# Lanlan 2x2 Review



## collinbxyz (Dec 11, 2010)

Does anybody have a review on the lanlan 3x3? My Best friend is starting to cube =] and his mom told me that she was getting him a lanlan 2x2 and 3x3 for Christmas. This is because he borrowed my lanlan 2x2, and I told him where to buy it. So his mom got 2x2 AND 3x3. I can't find any reviews, but I want to know if it is a good beginner's cube. One thing I know is the stickers are weird, but I have extra cubesmith stickers I can give him. Just give me a link, or you could even just write about it. Thx


----------



## feifucong (Dec 11, 2010)

lanlan 2x2 is really good. I like its ABS materials best. But the color of stickers often confused me while cubing.


----------



## collinbxyz (Dec 11, 2010)

Ya I know, I meant lanlan 3x3, that's why I made another post. Thx anyway


----------



## ~Phoenix Death~ (Dec 11, 2010)

If there isn't that many reviews, then don't get the cube.

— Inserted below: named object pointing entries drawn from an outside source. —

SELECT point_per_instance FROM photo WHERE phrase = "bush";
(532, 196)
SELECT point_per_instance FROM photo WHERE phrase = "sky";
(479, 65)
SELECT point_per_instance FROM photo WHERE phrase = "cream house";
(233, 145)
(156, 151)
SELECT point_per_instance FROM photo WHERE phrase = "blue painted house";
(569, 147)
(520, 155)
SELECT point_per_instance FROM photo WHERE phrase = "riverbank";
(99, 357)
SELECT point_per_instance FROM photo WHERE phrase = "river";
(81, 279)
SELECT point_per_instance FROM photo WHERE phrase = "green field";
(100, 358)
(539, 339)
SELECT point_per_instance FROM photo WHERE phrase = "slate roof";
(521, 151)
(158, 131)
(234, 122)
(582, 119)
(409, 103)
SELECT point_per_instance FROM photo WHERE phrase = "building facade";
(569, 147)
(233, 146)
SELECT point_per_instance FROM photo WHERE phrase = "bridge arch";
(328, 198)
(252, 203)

Get him an Alpha-V, F-II, or GuHong.


----------



## feifucong (Dec 11, 2010)

lanlan 3x3's structure is the same as rubik's. 
The material is also good, very smooth while spinning. 
It's a little bit heavy. 
The color of stickers is also not the same as other cubes if your friend gets a white lanlan 3x3, white stickers will be replaced by black ones.

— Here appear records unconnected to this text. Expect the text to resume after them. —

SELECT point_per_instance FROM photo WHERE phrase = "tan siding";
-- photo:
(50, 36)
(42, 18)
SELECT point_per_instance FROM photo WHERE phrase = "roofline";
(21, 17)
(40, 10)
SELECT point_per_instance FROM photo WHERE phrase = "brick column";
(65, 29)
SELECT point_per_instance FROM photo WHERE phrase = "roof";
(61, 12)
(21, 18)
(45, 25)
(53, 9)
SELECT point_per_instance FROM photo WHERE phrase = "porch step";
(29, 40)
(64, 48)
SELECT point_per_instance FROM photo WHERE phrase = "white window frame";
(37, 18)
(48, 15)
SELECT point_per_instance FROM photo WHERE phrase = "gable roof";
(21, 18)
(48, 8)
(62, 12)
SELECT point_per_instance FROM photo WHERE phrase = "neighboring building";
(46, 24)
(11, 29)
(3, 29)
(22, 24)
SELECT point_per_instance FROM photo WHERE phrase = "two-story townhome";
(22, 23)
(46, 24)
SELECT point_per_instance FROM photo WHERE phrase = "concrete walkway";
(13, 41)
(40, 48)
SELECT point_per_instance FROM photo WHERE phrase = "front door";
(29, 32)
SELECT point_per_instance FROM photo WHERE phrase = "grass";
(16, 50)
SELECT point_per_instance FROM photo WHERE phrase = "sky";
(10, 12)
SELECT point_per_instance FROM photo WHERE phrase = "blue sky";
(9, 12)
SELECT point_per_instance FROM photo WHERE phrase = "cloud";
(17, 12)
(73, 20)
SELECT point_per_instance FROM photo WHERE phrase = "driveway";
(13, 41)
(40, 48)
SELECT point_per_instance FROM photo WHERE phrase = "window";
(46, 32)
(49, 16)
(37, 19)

In general, it is a good beginner's cube.


----------



## ~Phoenix Death~ (Dec 11, 2010)

feifucong said:


> *lanlan 3x3's structure is the same as rubik's. *
> The material is also good, very smooth while spinning.
> It's a little bit heavy.
> The color of stickers is also not the same as other cubes if your friend gets a white lanlan 3x3, white stickers will be replaced by black ones.
> ...


 
If so, get a JSK/clone, Rubik's DIY, or Edison


----------



## collinbxyz (Dec 11, 2010)

~Phoenix Death~ said:


> If there isn't that many reviews, then don't get the cube. Get him an Alpha-V, F-II, or GuHong.


 
I am not getting him it, his mom is. She already ordered. I think I will give him some of my cubesmith stickers, and lubix lube though.


----------



## ~Phoenix Death~ (Dec 11, 2010)

collinbxyz said:


> I am not getting him it, his mom is. She already ordered. I think I will give him some of my cubesmith stickers, and lubix lube though.


 
Oh ok.


----------



## tomzeng (Mar 5, 2013)

Don't worry the LanLan 3x3 is a nice enough cube for beginners. I f you you/he really don't like it , you can always tension it lube it and if that doesn't work mod it.


----------



## applemobile (Mar 5, 2013)

Look at the date :/


----------